The reduce-only job is not possible. If we view the internal flow of data movement from local HDFS store to Mapper, the OOTB components namely InputFormat,InputSpilt and RecordReader are getting executed in a sequential manner to provide input data as key-value pair to Mapper first.
Reducer takes a set of an intermediate key-value pair produced by the mapper as the input. After that, it runs a reduce function on each of them to generate the output. Thus the output of the reducer is the final output, which it stored in HDFS. Usually, in the reducer, we do aggregation or summation sort of computation.
Reducer has three primary phases-
Shuffle- In this phase, for each reducer hadoop framework collects the relevant partition of the output of all the Mappers by HTTP.
Sort- The framework groups Reducers inputs by the key in this Phase.

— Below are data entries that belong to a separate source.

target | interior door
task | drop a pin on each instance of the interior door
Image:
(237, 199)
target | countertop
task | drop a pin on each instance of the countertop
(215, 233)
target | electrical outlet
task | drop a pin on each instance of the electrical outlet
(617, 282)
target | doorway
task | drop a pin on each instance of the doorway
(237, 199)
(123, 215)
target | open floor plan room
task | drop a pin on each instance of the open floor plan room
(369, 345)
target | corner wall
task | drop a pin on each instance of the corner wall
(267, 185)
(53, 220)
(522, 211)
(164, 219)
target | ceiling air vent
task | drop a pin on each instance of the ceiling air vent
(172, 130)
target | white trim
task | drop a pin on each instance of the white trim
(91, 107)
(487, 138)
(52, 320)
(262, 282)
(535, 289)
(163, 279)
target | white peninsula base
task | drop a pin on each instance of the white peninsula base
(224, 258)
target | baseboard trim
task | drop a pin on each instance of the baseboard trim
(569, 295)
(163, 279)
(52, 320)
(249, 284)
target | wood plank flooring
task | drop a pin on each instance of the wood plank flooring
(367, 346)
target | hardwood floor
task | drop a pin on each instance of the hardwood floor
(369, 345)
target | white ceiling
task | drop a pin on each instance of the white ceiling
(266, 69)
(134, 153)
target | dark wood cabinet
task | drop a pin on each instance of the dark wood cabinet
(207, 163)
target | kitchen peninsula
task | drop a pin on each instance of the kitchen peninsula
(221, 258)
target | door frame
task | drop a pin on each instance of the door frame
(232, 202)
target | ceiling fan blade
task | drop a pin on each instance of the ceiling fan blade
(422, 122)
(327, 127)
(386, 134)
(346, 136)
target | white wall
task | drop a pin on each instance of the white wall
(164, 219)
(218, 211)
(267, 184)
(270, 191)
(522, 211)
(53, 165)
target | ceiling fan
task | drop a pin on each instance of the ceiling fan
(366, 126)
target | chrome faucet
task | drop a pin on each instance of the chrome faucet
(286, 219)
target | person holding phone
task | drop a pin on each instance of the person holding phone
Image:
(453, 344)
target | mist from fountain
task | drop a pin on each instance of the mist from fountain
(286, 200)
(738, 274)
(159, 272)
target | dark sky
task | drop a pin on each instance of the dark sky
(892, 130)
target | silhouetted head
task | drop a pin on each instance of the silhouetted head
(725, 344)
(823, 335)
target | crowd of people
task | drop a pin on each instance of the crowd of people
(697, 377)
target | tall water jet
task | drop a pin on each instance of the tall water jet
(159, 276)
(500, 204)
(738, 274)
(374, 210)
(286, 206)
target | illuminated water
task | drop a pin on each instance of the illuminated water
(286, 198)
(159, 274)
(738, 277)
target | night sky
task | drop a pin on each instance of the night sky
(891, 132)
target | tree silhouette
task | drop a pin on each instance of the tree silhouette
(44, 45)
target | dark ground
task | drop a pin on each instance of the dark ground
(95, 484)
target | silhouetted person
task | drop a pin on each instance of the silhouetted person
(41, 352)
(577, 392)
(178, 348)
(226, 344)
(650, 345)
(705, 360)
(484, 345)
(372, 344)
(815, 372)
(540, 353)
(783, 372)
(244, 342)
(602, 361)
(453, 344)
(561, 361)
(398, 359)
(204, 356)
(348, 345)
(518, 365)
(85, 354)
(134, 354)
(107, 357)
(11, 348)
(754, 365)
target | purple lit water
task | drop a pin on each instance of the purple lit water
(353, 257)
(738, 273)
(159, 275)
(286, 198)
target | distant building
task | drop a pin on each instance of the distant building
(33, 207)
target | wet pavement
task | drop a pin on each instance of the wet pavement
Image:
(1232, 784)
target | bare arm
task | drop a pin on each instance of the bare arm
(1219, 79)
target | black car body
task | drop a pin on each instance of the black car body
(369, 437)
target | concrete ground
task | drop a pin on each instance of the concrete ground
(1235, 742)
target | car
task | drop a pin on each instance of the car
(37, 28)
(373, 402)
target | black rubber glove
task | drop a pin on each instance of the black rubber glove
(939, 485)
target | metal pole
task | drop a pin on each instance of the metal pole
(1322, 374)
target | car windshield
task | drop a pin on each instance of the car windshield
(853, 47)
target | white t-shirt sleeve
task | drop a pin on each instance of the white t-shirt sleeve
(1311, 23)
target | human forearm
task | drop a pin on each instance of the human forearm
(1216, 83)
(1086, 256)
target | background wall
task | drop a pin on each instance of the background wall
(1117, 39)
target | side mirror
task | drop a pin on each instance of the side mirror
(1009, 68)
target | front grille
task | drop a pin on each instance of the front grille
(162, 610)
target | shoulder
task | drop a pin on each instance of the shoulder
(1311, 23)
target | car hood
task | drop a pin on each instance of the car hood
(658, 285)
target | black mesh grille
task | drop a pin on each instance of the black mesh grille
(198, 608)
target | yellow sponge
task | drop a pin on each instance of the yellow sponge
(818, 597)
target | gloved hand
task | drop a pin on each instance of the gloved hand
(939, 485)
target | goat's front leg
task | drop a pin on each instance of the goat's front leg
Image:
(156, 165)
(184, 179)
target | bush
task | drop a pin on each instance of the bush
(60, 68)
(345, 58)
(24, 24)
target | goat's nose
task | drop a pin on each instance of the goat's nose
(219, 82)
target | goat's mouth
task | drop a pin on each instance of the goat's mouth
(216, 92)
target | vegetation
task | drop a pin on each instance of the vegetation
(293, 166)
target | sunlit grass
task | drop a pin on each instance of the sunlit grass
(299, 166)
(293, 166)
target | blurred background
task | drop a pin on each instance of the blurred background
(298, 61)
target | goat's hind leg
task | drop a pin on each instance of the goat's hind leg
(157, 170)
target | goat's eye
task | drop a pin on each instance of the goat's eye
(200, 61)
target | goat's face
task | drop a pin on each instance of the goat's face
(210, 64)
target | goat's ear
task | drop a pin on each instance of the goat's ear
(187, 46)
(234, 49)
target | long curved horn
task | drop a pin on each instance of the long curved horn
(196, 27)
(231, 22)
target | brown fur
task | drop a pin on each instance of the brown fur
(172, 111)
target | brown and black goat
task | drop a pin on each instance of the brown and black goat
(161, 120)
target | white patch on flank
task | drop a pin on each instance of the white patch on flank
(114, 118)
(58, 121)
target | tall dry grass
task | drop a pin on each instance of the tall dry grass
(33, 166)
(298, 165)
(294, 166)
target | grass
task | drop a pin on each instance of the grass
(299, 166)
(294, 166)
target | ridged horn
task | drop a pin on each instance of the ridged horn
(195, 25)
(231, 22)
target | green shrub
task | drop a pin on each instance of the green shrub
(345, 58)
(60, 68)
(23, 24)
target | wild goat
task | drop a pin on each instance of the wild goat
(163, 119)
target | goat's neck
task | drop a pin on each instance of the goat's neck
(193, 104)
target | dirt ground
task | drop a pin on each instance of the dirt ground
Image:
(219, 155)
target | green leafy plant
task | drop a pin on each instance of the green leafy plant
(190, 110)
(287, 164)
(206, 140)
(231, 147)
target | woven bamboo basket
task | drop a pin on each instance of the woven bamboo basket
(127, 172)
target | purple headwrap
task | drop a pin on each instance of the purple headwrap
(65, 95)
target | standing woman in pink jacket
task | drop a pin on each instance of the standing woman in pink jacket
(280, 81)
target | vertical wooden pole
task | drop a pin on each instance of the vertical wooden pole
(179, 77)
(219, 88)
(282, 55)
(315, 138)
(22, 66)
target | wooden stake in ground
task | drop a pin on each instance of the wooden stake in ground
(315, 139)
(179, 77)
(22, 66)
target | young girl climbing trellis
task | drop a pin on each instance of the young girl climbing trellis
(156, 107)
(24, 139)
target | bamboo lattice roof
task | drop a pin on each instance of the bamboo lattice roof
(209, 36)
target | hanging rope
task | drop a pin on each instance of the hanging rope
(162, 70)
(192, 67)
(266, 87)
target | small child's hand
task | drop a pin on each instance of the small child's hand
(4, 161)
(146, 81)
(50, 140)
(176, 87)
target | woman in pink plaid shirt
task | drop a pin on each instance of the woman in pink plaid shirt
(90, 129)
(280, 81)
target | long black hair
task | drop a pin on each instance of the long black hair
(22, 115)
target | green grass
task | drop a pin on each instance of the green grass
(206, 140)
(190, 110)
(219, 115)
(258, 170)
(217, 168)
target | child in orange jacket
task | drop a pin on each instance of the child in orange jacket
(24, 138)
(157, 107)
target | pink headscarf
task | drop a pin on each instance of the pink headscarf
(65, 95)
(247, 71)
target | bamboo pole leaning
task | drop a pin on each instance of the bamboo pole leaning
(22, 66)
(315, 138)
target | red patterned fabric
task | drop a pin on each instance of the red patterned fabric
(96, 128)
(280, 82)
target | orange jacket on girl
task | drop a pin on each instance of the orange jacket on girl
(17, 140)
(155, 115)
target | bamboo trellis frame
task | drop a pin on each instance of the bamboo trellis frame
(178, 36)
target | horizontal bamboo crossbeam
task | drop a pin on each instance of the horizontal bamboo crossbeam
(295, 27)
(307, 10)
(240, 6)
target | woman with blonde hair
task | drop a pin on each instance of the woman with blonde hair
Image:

Shuffle/sorting phases occur simultaneously.
Reduce- After shuffling and sorting, reduce task aggregates the key-value pairs. In this phase, call the reduce (Object, Iterator, OutputCollector, Reporter) method for each <key, (list of values)> pair in the grouped inputs.
So if we try to write the reduce-only job, the above steps have to be omitted which Hadoop won’t allow.
No, Reduce Only job can’t exist because the reducer’s input is the intermediate data in the form of key-value pair from the Mapper. Since the source of it’s input is the mapper output and the reducer produces final output as aggregation/summation sort of function occurs here, the map-reduce function is incomplete without reducer.